CAUTION: Graphic video footage and language warning in this report.
The two aircraft were participating in a Veteran’s Day weekend air show, which was being held at Dallas Executive Airport, Texas.
Both aircraft wee owned by the Commemorative Air Force, a non-profit group which was hosting the air show event.
The accident, which was captured by several people on-site and at a nearby strip mall, captured the moment the single engine P-63 Kingcobra arced in a steep banking turn which took it directly into the B-17 Fortress which appeared to be in the Kingcobra pilot’s blindspot.
The impact on the four-engine bomber incised the mid-section fuselage was just behind the wing root, causing the aft section and tail assembly to shear off completely.
The accident was fatal, and it has been informally reported that as many as six occupants were involved, however the number of fatalities has not yet been formally confirmed. There were no reported injuries or fatalities from those on the ground.
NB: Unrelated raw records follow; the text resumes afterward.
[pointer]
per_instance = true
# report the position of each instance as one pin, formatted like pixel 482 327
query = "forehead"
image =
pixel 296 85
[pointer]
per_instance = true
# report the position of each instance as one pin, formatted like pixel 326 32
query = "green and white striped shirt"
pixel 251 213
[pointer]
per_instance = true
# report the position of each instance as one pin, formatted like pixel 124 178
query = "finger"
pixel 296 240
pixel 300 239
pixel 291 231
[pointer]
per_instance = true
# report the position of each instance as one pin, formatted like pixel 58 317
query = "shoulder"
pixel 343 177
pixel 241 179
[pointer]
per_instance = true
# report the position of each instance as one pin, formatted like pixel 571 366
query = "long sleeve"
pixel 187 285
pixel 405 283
Issuing a brief statement via social media, Dallas Mayor Eric Johnson confirmed that the Federal Aviation Administration (FAA) has taken up an investigation of the accident.
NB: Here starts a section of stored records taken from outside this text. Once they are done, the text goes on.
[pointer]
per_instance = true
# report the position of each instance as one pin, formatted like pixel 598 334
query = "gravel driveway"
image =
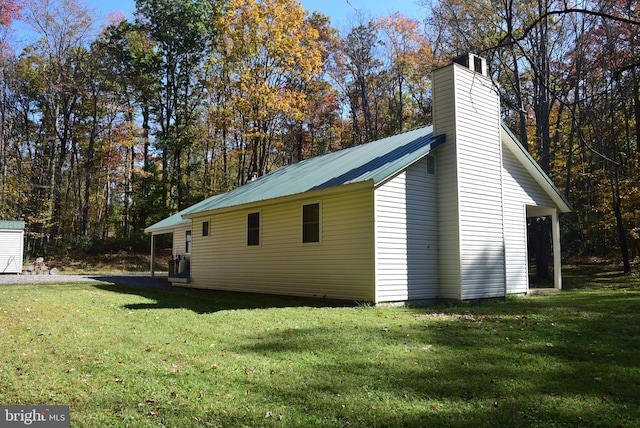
pixel 142 279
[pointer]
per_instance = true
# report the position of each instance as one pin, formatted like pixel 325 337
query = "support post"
pixel 557 255
pixel 152 268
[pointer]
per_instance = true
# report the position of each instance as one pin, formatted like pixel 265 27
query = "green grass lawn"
pixel 123 356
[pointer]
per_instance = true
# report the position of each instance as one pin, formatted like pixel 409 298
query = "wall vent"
pixel 473 62
pixel 431 165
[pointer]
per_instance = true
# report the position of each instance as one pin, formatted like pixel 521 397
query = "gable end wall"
pixel 407 236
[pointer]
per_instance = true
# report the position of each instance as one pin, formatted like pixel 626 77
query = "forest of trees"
pixel 107 127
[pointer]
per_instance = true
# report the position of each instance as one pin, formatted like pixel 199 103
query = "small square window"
pixel 311 223
pixel 253 229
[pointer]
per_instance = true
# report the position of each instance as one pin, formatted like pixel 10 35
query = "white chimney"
pixel 466 109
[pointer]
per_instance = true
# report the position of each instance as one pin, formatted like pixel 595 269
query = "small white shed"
pixel 11 246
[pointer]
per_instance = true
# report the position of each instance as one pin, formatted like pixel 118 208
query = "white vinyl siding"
pixel 472 255
pixel 180 240
pixel 341 266
pixel 449 237
pixel 11 248
pixel 520 190
pixel 407 237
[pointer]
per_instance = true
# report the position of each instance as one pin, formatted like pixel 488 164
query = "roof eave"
pixel 538 174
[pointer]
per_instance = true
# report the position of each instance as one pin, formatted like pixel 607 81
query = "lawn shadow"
pixel 201 301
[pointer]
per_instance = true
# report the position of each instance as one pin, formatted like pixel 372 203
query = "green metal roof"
pixel 377 161
pixel 12 224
The National Transport Safety Board (NTSB) will lead the investigation.
The debris field from the accident covered the Executive Airport grounds, Highway 67, and the strip mall. The Airport is approximately 10 miles to the south of the downtown Dallas area.
PHOTO: The Commemorative Air Force B-17 Flying Fortress PHOTO CREDIT: Balon Greyjoy via Wikimedia Commons
The FAA reports that the accident occurred at approximately 1:20pm local time.
In a press conference held a few hours after the fatal collision, Commemorative Air Force CEO and President Hank Coates would not speculate on the cause of the crash at this stage.
He spoke of the safety of the operation and the airworthiness of the warbird aircraft, saying the pilots were volunteers and highly trained.
“There is a very strict process of training and hours. All of the pilots have been vetted very carefully. Many of them have been flying with us for 20, 30 years or longer. What I can tell you is this is not their first rodeo. Many of them are very well-versed,” Coates said.
The incident is a devastating blow to a very close-knit community of aviation lovers, and to the wider local community.